A Washington Post article from 2019 describes an increasing trend in employee wellness programs, with employers collecting detailed health data like step count, hours of sleep, and more. The article describes employers calling individual employees to congratulate or admonish them on their daily health behaviors, and detailed incentive programs that gave employees cash if they hit personalized goals based on their specific health needs. Although wellness programs that encourage employee health should be applauded, the detailed level of data being collected raises some concerns about data use, security, and employee consent and education.
It’s easy to imagine how increased data on health and fitness could add value to an employee – information allows individuals to better manage their own behaviors and take the appropriate actions to improve their own risk factors. But what about how employers use the information, particularly when it isn’t anonymized, as in the case described in the article? Our health data, particularly when combined with other information that our employers have, could lead to insights that employees might be less comfortable with. What if our health data reveals dependencies on drugs or alcohol? What if location data shows that we might have a gambling problem or an extramarital affair? Furthermore, employers might purposefully or subconsciously take this information into account when making employment decisions – say, if layoffs are necessary and the company knows that some employees are at risk for requiring expensive treatment. Most employers have limited, if any, obligation to share the insights from the data they collect with their employees, and it would be difficult for an employee to prove discrimination based on the data that they consented to provide.
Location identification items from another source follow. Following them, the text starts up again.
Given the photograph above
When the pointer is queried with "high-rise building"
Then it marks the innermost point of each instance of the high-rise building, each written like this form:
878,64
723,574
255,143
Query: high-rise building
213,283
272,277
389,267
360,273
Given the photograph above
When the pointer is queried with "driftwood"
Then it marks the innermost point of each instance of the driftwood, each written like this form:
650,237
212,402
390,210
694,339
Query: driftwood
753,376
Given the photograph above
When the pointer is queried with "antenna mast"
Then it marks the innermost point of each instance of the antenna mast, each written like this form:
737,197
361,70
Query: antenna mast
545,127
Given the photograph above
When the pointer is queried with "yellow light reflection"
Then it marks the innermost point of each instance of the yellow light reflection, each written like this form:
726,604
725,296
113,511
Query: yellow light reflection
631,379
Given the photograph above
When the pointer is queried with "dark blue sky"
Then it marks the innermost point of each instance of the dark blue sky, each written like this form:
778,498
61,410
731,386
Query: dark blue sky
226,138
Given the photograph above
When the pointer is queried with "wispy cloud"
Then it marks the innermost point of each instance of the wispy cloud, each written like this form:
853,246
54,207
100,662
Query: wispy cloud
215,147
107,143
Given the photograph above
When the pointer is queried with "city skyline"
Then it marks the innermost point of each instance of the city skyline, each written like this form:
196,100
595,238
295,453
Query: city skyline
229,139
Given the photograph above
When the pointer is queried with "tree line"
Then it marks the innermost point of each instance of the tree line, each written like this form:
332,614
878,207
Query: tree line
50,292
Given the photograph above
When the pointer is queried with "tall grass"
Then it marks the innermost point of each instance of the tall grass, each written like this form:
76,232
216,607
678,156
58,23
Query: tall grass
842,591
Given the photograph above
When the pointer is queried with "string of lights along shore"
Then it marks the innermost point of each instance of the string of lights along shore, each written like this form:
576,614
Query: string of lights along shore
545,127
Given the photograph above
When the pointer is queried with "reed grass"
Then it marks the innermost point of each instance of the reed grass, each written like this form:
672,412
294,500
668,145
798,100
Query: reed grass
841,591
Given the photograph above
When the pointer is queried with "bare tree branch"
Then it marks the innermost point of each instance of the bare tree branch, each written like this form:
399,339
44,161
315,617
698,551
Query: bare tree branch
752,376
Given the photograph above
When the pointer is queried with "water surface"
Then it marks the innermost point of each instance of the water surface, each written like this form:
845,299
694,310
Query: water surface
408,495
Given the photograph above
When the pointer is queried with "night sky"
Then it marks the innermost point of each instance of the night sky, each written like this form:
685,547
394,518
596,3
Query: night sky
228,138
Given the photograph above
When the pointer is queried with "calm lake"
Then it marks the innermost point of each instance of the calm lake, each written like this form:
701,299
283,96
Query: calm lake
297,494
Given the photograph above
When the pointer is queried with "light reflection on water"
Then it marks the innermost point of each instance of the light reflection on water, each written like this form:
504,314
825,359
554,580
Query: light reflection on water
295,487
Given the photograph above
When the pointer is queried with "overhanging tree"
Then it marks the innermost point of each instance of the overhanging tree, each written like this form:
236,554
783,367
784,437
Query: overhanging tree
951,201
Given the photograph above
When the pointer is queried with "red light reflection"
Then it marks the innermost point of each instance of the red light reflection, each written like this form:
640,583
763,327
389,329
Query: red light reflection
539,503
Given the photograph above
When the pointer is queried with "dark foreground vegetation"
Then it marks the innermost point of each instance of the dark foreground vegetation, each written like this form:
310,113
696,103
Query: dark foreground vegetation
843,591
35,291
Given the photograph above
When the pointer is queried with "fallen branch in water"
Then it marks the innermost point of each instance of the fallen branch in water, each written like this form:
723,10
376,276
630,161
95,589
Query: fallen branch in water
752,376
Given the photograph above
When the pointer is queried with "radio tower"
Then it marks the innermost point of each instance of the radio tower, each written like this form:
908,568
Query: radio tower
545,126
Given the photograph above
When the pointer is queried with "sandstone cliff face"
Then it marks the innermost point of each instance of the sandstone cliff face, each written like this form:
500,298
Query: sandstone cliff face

In general, worker surveillance technology is outpacing regulation, which should be cause for concern, particularly given the sensitivity of the information involved. What legal recourse is there for workers whose information is misused? Will employees who opt out of these programs be penalized for not handing over their health data? Providing access to our most intimate information – data that we often don’t understand ourselves – fundamentally realigns the power dynamic between employee and employer, particularly when there are limited options to reduce or punish employer abuse. Even for employers with the best of intentions, there is still significant risk. The article notes that many employers have not taken the appropriate cybersecurity precautions to protect the information that they are collecting. The exposure risks and the long-term implications for an employee whose data is accidentally revealed are enormous.
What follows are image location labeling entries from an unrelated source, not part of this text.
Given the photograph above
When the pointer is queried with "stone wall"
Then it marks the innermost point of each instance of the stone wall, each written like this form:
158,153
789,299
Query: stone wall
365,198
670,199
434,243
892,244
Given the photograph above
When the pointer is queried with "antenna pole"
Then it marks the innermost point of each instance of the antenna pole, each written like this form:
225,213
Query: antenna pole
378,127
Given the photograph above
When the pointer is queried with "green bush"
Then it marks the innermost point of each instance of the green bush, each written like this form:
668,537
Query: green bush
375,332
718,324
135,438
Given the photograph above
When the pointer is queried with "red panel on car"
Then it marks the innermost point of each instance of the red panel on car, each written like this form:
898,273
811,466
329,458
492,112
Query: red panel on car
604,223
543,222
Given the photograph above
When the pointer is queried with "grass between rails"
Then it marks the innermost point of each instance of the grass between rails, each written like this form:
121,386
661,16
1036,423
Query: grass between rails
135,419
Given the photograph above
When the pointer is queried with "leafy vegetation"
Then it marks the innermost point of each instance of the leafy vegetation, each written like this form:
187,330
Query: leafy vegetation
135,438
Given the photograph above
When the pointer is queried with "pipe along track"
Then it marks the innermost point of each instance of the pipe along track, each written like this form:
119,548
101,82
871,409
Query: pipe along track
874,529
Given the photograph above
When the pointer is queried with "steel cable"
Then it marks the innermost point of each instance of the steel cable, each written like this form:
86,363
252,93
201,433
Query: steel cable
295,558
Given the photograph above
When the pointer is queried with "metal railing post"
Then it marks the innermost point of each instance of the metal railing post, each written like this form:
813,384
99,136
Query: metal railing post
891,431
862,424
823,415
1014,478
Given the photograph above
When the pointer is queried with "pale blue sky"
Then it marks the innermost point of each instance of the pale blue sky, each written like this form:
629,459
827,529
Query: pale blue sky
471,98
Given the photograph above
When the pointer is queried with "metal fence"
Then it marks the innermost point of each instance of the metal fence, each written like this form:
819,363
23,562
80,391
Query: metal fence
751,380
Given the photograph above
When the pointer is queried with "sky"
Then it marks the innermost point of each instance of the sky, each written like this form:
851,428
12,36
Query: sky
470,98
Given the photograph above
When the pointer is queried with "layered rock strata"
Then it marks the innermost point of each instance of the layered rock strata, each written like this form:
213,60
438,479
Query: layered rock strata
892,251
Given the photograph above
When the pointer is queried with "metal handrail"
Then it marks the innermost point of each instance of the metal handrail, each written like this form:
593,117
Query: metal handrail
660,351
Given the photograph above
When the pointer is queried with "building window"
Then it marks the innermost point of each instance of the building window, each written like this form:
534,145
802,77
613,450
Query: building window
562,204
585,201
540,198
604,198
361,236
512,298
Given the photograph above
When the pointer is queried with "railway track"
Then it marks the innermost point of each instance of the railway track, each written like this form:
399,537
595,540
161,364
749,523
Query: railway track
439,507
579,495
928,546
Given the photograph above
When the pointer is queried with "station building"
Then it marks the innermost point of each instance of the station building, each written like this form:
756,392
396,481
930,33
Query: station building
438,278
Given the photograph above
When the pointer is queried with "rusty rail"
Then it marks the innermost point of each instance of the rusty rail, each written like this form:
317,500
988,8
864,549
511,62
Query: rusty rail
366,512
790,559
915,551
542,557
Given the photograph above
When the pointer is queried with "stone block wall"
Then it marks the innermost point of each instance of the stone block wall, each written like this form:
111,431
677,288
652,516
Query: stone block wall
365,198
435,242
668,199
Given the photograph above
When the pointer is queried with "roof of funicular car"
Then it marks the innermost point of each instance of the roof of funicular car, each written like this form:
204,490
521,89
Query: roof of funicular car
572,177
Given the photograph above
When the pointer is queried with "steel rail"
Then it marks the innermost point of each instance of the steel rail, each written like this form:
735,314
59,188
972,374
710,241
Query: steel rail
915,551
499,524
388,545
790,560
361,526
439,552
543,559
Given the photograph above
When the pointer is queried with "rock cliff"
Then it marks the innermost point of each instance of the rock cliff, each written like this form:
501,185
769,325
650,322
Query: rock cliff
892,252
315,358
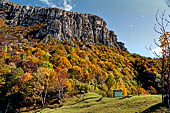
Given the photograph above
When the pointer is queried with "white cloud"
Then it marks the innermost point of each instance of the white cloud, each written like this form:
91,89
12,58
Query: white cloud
66,4
155,51
48,2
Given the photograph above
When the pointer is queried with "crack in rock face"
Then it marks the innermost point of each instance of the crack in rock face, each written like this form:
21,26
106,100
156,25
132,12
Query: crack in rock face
62,25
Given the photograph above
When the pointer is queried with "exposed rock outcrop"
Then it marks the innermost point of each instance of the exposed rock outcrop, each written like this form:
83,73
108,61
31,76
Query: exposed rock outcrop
61,24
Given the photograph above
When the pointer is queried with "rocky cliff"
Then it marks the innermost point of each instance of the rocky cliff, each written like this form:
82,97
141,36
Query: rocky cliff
61,24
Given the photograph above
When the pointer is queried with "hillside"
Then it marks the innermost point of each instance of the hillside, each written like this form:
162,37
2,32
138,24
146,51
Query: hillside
90,104
44,58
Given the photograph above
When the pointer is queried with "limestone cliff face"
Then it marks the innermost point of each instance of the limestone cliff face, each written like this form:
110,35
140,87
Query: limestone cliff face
61,24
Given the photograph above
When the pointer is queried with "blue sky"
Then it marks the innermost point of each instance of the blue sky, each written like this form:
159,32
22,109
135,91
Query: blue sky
132,20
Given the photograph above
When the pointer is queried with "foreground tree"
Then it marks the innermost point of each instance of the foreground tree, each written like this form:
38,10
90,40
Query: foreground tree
164,44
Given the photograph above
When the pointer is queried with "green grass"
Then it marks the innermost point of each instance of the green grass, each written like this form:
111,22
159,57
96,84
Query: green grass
90,104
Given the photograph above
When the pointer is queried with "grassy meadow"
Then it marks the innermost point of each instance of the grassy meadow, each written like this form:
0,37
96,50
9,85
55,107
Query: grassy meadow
94,103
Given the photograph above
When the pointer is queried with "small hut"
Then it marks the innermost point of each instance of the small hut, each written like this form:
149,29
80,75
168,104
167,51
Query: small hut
117,93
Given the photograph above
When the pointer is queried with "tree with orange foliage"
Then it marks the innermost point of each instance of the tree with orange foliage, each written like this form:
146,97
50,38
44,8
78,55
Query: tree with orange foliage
60,79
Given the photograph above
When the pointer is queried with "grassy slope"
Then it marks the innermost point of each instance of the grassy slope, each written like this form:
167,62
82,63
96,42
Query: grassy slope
89,104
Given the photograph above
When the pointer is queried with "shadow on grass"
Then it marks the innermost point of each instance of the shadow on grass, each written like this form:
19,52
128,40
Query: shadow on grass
85,100
153,108
125,97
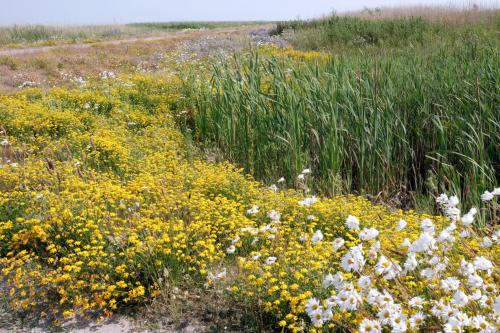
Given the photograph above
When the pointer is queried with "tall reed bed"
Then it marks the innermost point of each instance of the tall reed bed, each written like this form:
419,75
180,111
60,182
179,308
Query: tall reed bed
396,126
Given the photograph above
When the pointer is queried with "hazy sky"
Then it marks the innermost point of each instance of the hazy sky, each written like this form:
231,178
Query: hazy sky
123,11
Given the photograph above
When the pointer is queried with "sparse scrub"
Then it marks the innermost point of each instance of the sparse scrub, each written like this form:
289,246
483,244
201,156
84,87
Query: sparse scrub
108,203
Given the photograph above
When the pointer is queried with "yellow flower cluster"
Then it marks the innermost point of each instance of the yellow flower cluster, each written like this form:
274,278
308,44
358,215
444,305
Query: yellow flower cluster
100,194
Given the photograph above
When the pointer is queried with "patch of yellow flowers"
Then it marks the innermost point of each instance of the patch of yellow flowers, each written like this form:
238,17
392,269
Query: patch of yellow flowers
99,194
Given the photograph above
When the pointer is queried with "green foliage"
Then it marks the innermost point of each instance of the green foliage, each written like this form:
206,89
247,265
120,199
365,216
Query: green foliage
336,33
376,125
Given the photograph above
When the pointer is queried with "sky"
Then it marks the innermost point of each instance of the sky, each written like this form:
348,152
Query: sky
126,11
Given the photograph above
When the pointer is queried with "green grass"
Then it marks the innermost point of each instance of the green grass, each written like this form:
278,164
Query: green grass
30,34
387,118
168,26
339,33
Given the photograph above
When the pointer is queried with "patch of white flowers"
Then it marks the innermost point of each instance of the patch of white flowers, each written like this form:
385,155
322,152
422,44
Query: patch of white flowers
456,300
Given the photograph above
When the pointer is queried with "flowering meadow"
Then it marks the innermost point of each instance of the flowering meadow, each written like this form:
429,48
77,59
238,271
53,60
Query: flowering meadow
104,196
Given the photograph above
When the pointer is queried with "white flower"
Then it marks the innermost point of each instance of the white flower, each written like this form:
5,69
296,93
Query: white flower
398,324
417,320
328,281
445,236
273,188
383,265
406,243
450,284
386,314
480,323
373,296
253,210
453,201
442,199
427,226
482,264
474,281
352,222
411,262
460,299
427,273
466,268
313,305
348,299
487,196
464,234
364,281
401,225
271,260
338,281
317,318
453,213
452,327
274,215
327,315
338,243
467,219
486,242
489,288
370,326
373,252
423,244
308,201
416,302
476,295
317,237
368,234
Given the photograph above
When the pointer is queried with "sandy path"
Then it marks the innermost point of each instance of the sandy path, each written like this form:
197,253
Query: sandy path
166,36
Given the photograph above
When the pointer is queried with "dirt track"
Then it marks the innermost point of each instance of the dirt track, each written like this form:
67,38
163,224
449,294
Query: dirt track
166,36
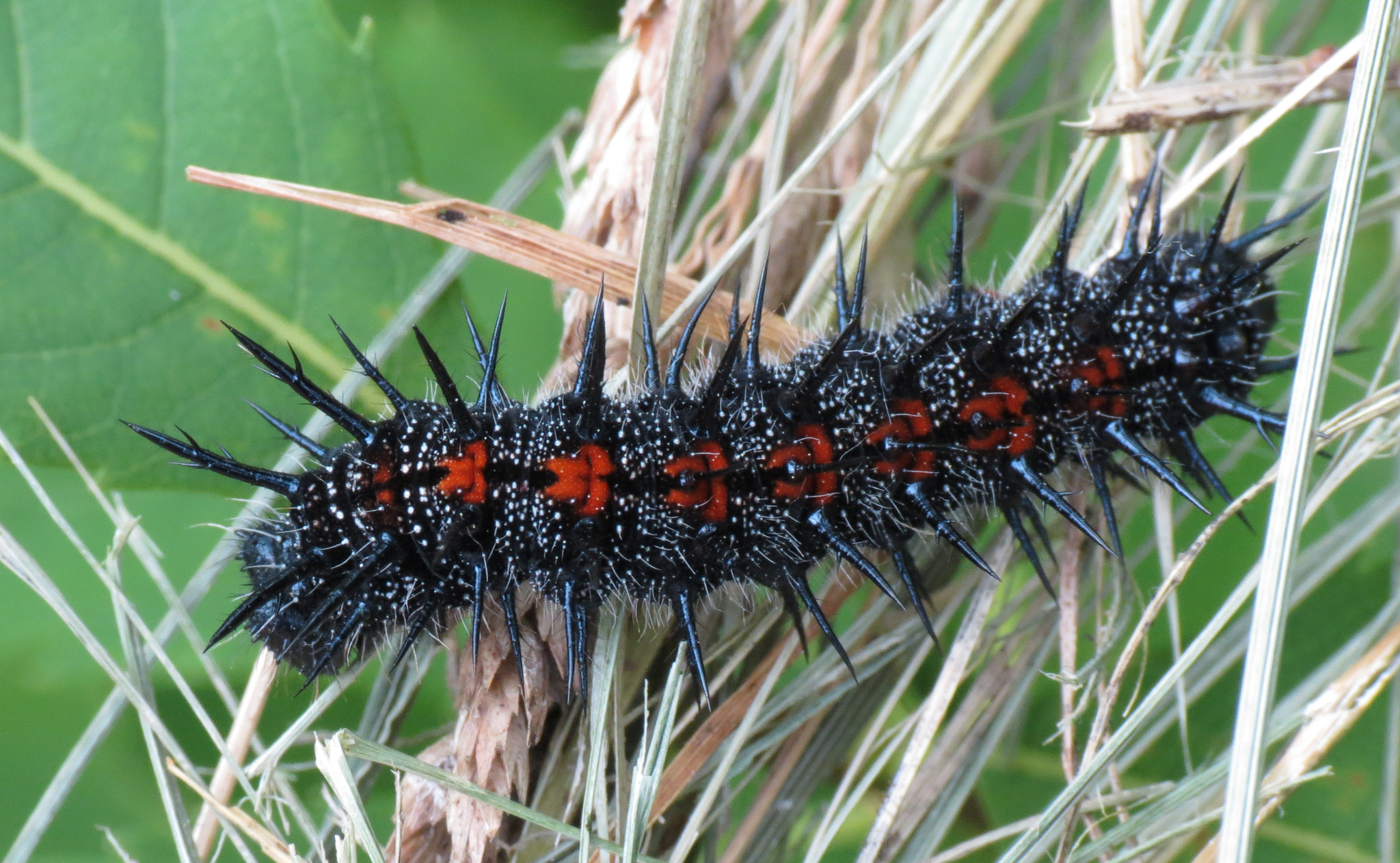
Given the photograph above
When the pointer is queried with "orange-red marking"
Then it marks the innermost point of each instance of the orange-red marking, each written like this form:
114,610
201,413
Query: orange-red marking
812,447
1102,371
467,474
909,422
581,480
708,494
1003,405
383,471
Finally, how much are employees even aware of what they’re signing up for when they pick up an employer-provided Fitbit or step tracker? Much of this data is collected passively, without explicit consent for the myriad of ways that it could be used. Although data-driven wellness programs are often heralded as putting power into the hands of employees, we should be clear-eyed about who they really benefit – employers put these programs in place because a healthier workforce reduces their insurance premiums. Although they may not required by law, companies that collect health data have an ethical obligation to put in place robust education, security, and consent mechanisms to protect the rights of the employees.